The boys omitted their ablutions that morning and must have hurried their devotions, for three minutes after they were called found them aboard the skiff which they drove toward a big fin and a swaying tail, which was cutting the water a hundred yards from the Irene. As they neared the shark, Dick took the harpoon pole and made ready with the harpoon, while Ned sculled quietly in the wake of the ugly fish. Twice the shark heard them and darted away, but on the third approach Dick drove the iron deep in the back of the brute. The shark lashed out with its tail, sending the water flying as the harpoon struck, and then made a straight-away dash for a hundred yards while the boys rode in triumph behind it. Then the maddened creature turned, and rolling up on the line, bit it savagely but vainly.

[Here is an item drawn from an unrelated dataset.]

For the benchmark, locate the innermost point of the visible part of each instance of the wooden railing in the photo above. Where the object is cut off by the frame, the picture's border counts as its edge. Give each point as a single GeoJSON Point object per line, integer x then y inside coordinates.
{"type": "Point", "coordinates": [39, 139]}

Again and again the brute dashed away and again and again it turned, biting at the line and attacking the boat with its teeth. Dick held the skiff close to the shark, which lifted its head and seized the gunwale in its huge mouth, when Ned struck the furious creature a powerful blow on its nose with the axe. For a moment the brute seemed paralyzed, but soon returned to the attack, when the boy drove the point of the big gaff through the tough hide of the tiger of the sea.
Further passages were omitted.